On the other hand, a serial story is going to introduce you to your characters, their world and their issues and then actively leave the plot threads dangling when you read the last printed word. There will be no firm resolution to whatever had you turning the pages in the first place and if you decide to continue with the story, you can be dragged along through innumerable books until you either get fed up, or the author finally figures out how to resolve whatever they thought up in the first place. Did I mention I’m not the biggest fan of serials?

Authors who write trilogies and tell you from the beginning that it’s part of a trilogy don’t fall into the serial or series category for me. If I know it’s a trilogy, then I expect I’ll be following the same characters for 3 books while they try to accomplish whatever task is set out; whether there is a clear resolution at the end of books 1 and 2 or not.

I’ve read so many series, by so many authors, that it’s difficult to pick just one for an example. So I’ll use Christine Feehan, who writes several series that I enjoy but I think I’ll focus on Ghostwalkers. Please note that I won’t be posting any spoilers.

Ghostwalkers follows a group of enhanced military men, the doctor that enhanced them, the military superiors who have become wary of them, and the women who complement them. They have unique abilities due to the enhancements and it causes some problems in unforeseen ways.

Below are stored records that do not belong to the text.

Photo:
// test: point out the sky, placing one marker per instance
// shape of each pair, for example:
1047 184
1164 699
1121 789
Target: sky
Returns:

Now, each story in the series focuses on a single soldier and his journey, but it also shows the characters in his group, new characters introduced along the way and the overlying issue of ~how are we going to deal with the bigger picture/problem~. The bigger problem isn’t solved by the end of story 1 or 2. Instead it spans the series, but that one soldier is in a far better head space by the end of his book and has his act together to be able to help with the bigger problem as the books move along. Each new book shows measurable movement toward solving the bigger problem in the future.

Anna Hackett and Auryn Hadley both have a few different series out currently that work in a similar way. Family by birth or circumstance moving through individual trials to be in a better position to contribute to the larger challenge they all will  eventually have to face down. I enjoy seeing the growth of individual characters and the relationships those characters have built as a series continues.

The problem with serials is that they are too much like day time soaps. Lots of drama and angst with very little growth or movement and no payoff of closure at the end.

So please, if you are the one labeling whether a story is a stand alone, part of a series or part of a serial – please – label them honestly and correctly. If you’re the one reading and the book title says part 1 or volume 1 anywhere on the cover, it’s a good bet that it’s a serial. If in the 1 or 2 star rated reviews you see someone saying, “Warning – Cliffhanger ahead,” yea – that’s a serial. Know the difference and save yourself the frustration of finding out on the last page.